Saturday 14 March 2015 — This is more than ten years old. Be careful.

One of the things that is very useful about Python is its extreme introspectability and malleability. Taken too far, it can make your code an unmaintainable mess, but it can be very handy when trying to debug large and complex projects.

Open edX is one such project. Its main repository has about 200,000 lines of Python spread across 1500 files. The test suite has 8000 tests.

I noticed that running the test suite left a number of temporary directories behind in /tmp. They all had names like tmp_dwqP1Y, made by the tempfile module in the standard library. Our tests have many calls to mkdtemp, which requires the caller to delete the directory when done. Clearly, some of these cleanups were not happening.

To find the misbehaved code, I could grep through the code for calls to mkdtemp, and then reason through which of those calls eventually deleted the file, and which did not. That sounded tedious, so instead I took the fun route: an aggressive monkeypatch to find the litterbugs for me.

My first thought was to monkeypatch mkdtemp itself. But most uses of the function in our code look like this:

from tempfile import mkdtemp
...
d = mkdtemp()

Because the function was imported directly, if my monkeypatching code ran after this import, the call wouldn’t be patched. (BTW, this is one more small reason to prefer importing modules, and using module.function in the code.)

Looking at the implementation of mkdtemp, it makes use of a helper function in the tempfile module, _get_candidate_names. This helper is a generator that produces those typical random tempfile names. If I monkeypatched that internal function, then all callers would use my code regardless of how they had imported the public function. Monkeypatching the internal helper had the extra advantage that using any of the public functions in tempfile would call that helper, and get my changes.

To find the problem code, I would put information about the caller into the name of the temporary file. Then each temp file left behind would be a pointer of sorts to the code that created it. So I wrote my own _get_candidate_names like this:

import inspect
import os.path
import tempfile

real_get_candidate_names = tempfile._get_candidate_names

def get_candidate_names_hacked():
    stack = "-".join(
        "{}{}".format(
            os.path.basename(t[1]).replace(".py", ""),
            t[2],
        )
        for t in inspect.stack()[4:1:-1]
    )
    for name in real_get_candidate_names():
        yield "_" + stack + "_" + name

tempfile._get_candidate_names = get_candidate_names_hacked

This code uses inspect.stack to get the call stack. We slice it oddly, to get the closest three calling frames in the right order. Then we extract the filenames from the frames, strip off the “.py”, and concatenate them together along with the line number. This gives us a string that indicates the caller.

The real _get_candidate_names function is used to get a generator of good random names, and we add our stack inspection onto the name, and yield it.

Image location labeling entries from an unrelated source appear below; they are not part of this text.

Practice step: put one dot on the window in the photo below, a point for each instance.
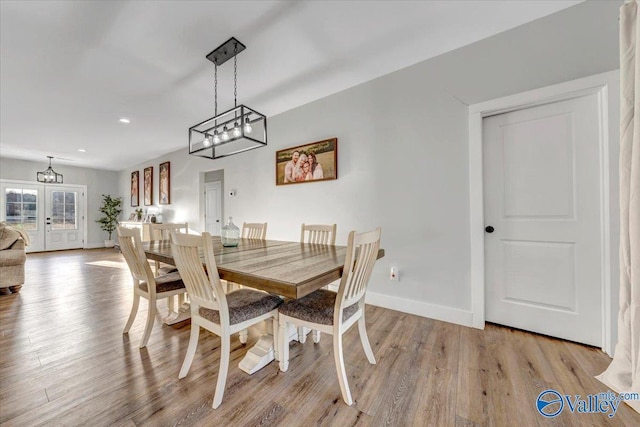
(22, 208)
(63, 210)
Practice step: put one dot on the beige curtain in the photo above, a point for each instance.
(623, 375)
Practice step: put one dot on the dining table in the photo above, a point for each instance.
(289, 269)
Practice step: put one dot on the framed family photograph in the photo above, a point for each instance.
(148, 186)
(165, 184)
(317, 161)
(135, 195)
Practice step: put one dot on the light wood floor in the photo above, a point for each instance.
(65, 362)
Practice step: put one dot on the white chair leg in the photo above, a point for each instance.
(225, 349)
(151, 317)
(364, 338)
(342, 373)
(275, 332)
(244, 336)
(132, 315)
(283, 342)
(301, 335)
(191, 350)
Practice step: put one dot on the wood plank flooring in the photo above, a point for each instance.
(65, 362)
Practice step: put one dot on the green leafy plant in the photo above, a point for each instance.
(111, 208)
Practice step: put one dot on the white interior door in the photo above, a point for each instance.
(542, 197)
(64, 220)
(213, 207)
(22, 205)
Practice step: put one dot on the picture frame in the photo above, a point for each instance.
(164, 190)
(135, 189)
(148, 186)
(294, 164)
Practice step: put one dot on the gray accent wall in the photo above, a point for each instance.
(98, 182)
(403, 155)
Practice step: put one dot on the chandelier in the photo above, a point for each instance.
(234, 131)
(50, 176)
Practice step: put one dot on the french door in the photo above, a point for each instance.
(52, 215)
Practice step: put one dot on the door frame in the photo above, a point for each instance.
(220, 201)
(605, 85)
(83, 207)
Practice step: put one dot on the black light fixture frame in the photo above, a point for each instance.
(200, 135)
(49, 176)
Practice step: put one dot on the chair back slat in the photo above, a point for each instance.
(254, 230)
(163, 231)
(203, 285)
(318, 234)
(131, 248)
(362, 253)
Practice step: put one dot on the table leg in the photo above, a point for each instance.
(264, 352)
(181, 314)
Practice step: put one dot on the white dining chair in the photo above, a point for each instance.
(163, 232)
(334, 313)
(145, 284)
(211, 308)
(254, 230)
(320, 234)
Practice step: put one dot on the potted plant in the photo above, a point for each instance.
(111, 208)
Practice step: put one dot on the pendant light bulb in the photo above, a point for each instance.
(236, 130)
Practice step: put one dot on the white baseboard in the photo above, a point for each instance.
(94, 246)
(424, 309)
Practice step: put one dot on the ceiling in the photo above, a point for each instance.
(69, 70)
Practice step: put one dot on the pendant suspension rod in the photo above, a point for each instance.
(235, 75)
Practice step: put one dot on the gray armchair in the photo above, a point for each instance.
(12, 259)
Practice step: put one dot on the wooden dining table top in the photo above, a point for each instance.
(290, 269)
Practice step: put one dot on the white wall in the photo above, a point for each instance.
(98, 182)
(402, 154)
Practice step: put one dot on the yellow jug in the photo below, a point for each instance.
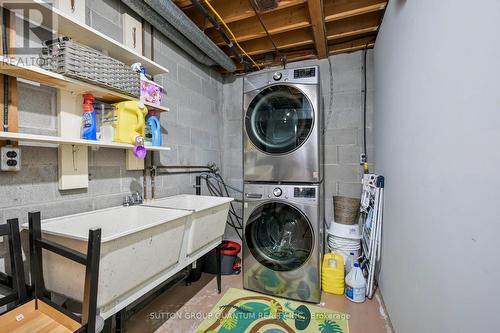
(332, 273)
(129, 121)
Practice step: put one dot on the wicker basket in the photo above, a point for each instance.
(81, 62)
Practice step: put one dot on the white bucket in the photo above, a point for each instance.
(344, 246)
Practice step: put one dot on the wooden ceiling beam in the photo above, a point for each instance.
(291, 56)
(278, 21)
(340, 9)
(283, 41)
(232, 11)
(350, 46)
(318, 26)
(353, 26)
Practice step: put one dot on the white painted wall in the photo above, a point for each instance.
(437, 141)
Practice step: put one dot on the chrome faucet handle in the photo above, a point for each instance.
(127, 201)
(137, 198)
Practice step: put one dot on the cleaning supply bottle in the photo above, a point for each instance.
(129, 121)
(349, 262)
(89, 123)
(152, 130)
(355, 289)
(332, 274)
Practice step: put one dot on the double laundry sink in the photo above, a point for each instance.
(141, 246)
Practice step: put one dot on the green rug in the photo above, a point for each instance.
(241, 311)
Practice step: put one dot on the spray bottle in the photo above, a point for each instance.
(89, 123)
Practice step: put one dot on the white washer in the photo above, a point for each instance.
(282, 126)
(283, 240)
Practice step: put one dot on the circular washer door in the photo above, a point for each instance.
(279, 236)
(279, 119)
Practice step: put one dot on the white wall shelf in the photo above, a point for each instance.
(13, 67)
(25, 138)
(65, 25)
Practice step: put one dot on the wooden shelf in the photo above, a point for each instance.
(22, 137)
(65, 25)
(13, 67)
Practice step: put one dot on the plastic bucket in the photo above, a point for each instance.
(229, 254)
(346, 209)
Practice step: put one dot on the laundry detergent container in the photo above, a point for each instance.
(207, 223)
(138, 245)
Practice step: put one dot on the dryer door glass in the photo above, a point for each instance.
(279, 119)
(279, 236)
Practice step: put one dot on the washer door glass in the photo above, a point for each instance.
(279, 119)
(279, 236)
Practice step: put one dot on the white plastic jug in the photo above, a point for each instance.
(355, 285)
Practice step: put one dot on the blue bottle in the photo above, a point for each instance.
(89, 122)
(153, 130)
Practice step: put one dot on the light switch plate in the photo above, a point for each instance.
(10, 158)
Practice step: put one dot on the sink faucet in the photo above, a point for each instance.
(134, 199)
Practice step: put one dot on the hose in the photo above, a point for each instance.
(218, 187)
(230, 32)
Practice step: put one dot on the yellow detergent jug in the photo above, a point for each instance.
(129, 121)
(332, 274)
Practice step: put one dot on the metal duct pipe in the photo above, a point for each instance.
(148, 14)
(179, 20)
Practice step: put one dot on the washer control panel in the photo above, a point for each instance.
(277, 76)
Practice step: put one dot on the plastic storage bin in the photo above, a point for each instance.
(208, 221)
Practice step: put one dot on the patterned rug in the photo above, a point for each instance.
(241, 311)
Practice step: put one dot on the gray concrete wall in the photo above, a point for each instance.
(437, 133)
(344, 131)
(192, 129)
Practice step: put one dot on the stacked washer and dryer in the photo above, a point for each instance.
(283, 183)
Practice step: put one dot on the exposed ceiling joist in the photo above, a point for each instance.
(234, 10)
(282, 41)
(296, 29)
(278, 21)
(351, 46)
(340, 9)
(353, 26)
(318, 26)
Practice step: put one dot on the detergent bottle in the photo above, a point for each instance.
(332, 274)
(355, 289)
(153, 130)
(129, 121)
(89, 125)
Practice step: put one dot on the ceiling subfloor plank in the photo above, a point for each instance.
(278, 21)
(318, 26)
(337, 10)
(350, 46)
(283, 41)
(232, 11)
(353, 33)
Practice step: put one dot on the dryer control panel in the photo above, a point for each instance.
(299, 193)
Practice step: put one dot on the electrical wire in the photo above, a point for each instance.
(264, 27)
(230, 32)
(365, 162)
(330, 104)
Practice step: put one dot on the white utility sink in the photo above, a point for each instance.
(206, 225)
(139, 245)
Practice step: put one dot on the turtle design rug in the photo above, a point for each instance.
(242, 311)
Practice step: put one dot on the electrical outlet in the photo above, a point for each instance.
(362, 158)
(10, 159)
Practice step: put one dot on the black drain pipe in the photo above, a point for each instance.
(5, 77)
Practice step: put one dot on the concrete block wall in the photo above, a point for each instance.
(192, 128)
(343, 125)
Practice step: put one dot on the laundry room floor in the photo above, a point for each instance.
(181, 309)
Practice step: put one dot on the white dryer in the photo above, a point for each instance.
(282, 126)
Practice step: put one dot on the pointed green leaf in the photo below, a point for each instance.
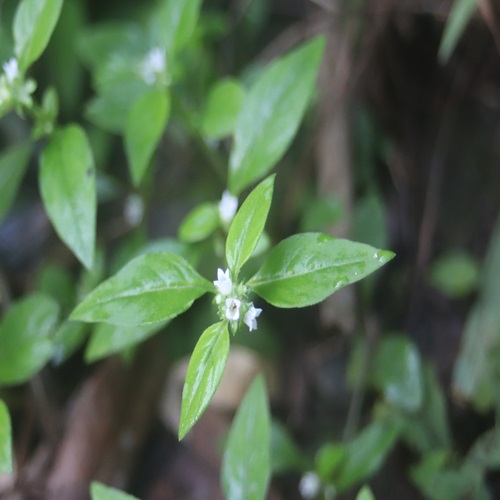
(151, 288)
(109, 339)
(13, 163)
(306, 268)
(248, 224)
(26, 338)
(34, 23)
(99, 491)
(5, 439)
(246, 464)
(459, 16)
(222, 108)
(145, 125)
(67, 186)
(204, 373)
(200, 223)
(271, 114)
(397, 373)
(174, 24)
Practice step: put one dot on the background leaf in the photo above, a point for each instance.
(475, 374)
(67, 186)
(26, 337)
(109, 339)
(200, 223)
(34, 23)
(397, 373)
(461, 13)
(366, 453)
(245, 472)
(204, 373)
(145, 125)
(13, 164)
(271, 114)
(99, 491)
(248, 224)
(306, 268)
(151, 288)
(222, 108)
(5, 439)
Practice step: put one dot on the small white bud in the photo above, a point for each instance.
(227, 207)
(233, 309)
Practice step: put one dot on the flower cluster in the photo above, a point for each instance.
(13, 88)
(233, 303)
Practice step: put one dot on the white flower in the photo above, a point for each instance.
(11, 70)
(250, 317)
(309, 485)
(223, 282)
(227, 207)
(233, 309)
(153, 65)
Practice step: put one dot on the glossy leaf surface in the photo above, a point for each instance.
(221, 110)
(34, 23)
(200, 223)
(397, 373)
(204, 373)
(248, 224)
(107, 339)
(26, 338)
(151, 288)
(67, 185)
(13, 163)
(306, 268)
(5, 439)
(271, 114)
(145, 125)
(246, 461)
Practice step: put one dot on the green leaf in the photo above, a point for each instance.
(200, 223)
(246, 461)
(26, 338)
(174, 24)
(397, 373)
(248, 224)
(145, 125)
(67, 339)
(461, 12)
(306, 268)
(455, 274)
(13, 164)
(428, 430)
(5, 440)
(34, 23)
(221, 110)
(366, 453)
(365, 493)
(204, 373)
(109, 339)
(151, 288)
(99, 491)
(329, 459)
(67, 186)
(271, 114)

Then we can monkeypatch our function into tempfile. Now as long as this module gets imported before any temporary files are created, the files will have names like this:

tmp_case53-case78-test_import_export289_DVPmzy/
tmp_test_video36-test_video143-tempfile455_2upTdS.srt

The first shows that the file was created in test_import_export.py at line 289, called from case.py line 78, from case.py line 53. The second shows that test_video.py has a few functions calling eventually into tempfile.py.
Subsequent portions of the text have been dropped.